Tuesday, 21 June 2016
Rose Wolfe-Emery reviews 'The Handmaid's Tale' by Margaret Atwood
At first glance, ‘The Handmaid’s Tale’ reads like something one might happen across in a collection of fairy tales. Picture the deviant handmaid of a wealthy lady: attractive, rebellious, perhaps overcoming social class divisions by seducing a member of the gentry. In actuality, Margaret Atwood’s The Handmaid’s Tale tells a completely different story.
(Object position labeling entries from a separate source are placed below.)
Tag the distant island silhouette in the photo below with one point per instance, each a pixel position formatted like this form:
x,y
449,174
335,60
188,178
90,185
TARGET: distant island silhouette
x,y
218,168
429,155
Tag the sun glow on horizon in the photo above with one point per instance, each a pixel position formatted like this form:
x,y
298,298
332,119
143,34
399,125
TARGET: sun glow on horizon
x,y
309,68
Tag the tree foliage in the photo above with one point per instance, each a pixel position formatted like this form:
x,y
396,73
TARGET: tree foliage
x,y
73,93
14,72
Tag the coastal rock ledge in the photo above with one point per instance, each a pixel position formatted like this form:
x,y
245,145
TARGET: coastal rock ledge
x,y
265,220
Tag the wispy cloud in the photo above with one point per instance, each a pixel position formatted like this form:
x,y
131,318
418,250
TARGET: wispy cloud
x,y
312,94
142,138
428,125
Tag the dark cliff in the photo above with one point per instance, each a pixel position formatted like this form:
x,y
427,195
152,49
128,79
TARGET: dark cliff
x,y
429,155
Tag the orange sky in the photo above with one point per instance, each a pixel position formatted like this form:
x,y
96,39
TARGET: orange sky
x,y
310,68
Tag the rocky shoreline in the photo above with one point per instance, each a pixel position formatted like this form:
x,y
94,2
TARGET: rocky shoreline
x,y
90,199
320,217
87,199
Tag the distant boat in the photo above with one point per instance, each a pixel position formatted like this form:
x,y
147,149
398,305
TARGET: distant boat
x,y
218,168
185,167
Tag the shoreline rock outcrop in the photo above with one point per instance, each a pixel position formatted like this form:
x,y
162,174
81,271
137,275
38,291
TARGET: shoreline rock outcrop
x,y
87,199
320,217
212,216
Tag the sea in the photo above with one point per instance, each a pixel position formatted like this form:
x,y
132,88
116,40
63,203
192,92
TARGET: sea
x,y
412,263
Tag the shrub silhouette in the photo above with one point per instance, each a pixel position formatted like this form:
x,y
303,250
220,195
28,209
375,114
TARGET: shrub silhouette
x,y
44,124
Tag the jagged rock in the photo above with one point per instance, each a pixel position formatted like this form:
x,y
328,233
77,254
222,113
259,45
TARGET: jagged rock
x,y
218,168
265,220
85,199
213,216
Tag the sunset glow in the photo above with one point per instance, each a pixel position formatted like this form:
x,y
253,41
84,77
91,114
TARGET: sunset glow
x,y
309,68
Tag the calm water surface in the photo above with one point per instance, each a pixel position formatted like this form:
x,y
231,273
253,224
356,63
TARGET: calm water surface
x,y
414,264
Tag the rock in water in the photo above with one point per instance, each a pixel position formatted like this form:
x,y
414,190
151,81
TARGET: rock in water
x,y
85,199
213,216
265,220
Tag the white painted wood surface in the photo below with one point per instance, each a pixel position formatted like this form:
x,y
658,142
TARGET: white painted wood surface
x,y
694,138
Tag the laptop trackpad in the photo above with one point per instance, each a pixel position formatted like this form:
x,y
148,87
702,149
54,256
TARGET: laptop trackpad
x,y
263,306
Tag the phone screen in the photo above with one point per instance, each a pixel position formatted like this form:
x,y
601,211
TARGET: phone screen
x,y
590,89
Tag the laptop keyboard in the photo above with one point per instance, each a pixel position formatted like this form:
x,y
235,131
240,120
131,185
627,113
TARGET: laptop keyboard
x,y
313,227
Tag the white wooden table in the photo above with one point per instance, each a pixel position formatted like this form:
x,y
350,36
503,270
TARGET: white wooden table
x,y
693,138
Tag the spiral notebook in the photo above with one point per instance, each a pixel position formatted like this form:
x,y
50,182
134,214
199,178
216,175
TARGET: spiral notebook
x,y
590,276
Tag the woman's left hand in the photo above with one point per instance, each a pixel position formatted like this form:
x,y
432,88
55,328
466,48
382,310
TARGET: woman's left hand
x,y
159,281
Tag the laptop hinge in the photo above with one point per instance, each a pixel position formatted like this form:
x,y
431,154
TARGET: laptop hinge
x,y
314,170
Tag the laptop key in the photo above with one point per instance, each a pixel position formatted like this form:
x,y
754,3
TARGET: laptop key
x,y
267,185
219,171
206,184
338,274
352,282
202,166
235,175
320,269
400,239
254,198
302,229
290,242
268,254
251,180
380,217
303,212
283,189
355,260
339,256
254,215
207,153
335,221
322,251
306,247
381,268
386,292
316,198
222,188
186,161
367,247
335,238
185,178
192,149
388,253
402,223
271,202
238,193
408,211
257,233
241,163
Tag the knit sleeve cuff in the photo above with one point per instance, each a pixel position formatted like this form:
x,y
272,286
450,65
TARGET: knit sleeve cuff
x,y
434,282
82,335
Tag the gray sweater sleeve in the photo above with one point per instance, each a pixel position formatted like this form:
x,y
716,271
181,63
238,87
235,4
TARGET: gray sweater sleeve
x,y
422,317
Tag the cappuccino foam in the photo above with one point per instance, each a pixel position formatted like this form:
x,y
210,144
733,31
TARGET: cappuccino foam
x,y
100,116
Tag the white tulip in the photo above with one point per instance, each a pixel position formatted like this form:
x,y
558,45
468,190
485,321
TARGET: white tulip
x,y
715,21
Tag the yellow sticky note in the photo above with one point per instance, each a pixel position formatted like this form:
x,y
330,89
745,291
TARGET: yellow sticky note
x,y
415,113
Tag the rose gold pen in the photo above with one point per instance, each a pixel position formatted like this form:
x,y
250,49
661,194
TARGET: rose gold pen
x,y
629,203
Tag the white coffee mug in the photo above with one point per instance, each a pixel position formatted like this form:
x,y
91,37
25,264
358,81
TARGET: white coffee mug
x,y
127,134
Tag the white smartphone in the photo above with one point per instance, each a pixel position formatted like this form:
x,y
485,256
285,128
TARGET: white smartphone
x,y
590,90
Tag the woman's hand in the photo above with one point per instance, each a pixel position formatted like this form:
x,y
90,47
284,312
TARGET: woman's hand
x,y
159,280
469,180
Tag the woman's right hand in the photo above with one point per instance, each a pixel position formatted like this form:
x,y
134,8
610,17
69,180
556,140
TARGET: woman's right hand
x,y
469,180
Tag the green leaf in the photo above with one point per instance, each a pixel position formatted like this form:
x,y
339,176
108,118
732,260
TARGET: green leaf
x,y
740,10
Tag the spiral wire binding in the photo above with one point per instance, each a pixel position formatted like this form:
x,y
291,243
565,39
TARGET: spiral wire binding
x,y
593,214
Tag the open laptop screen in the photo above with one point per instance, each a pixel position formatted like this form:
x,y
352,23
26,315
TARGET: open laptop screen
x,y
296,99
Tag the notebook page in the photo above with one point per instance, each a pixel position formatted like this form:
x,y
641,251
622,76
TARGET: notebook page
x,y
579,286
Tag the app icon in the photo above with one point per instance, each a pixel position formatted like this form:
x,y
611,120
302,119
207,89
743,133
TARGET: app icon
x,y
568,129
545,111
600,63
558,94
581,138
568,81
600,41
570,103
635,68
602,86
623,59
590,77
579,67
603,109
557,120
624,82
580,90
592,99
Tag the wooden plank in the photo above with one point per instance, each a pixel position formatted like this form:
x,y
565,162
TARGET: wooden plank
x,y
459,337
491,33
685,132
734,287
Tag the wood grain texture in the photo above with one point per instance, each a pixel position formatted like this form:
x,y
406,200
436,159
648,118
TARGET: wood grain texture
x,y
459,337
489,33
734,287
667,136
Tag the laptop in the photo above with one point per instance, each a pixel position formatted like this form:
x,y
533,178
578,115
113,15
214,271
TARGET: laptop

The tale takes place in ‘Gilead’, a dystopian Republic in which the traditional division of labour in heterosexual marriage has been dismantled and is divided among women. The jobs historically associated with the female counterpart in a marriage – such as cooking, cleaning, bearing and raising children – are allocated to women according to their fertility. The singular role of a handmaid is to provide a child for a ruling-class family; if she fails to do so after three assignments, she is declared an ‘Unwoman’ and is sent away to inevitably die from radiation poisoning. The names of handmaids change depending on the household they are allocated to, reflecting their invariability from one another and lack of identity. For instance, the titular handmaid’s name is ‘Offred’, mirroring how her body and sexual agency are the property of Fred, the commander she was assigned to.
One of the most interesting aspects of this novel is the ideologies (largely based on biblical interpretations) that are used to justify such a regime. Offred regularly has flashbacks to the lessons given at ‘the Centre’, where prospective handmaids are trained. By ensuring that the desires of men are catered for, this has vastly reduced sexual assault cases in Gilead – yet just like rape, women’s autonomy is removed from the equation. The handmaids are required to dress in red habits that conceal their bodies in order to appear demure and professional, while the colour symbolises the nature of their profession. They also wear white wings on their heads, which obscure their vision and subsequently narrow their view of the world – reflecting the irrelevance of their thoughts in such a society. This novel also features distinctly Orwellian elements, the ‘Eyes’ (secret police) supposedly catching anyone who doesn’t behave according the rules of Gilead.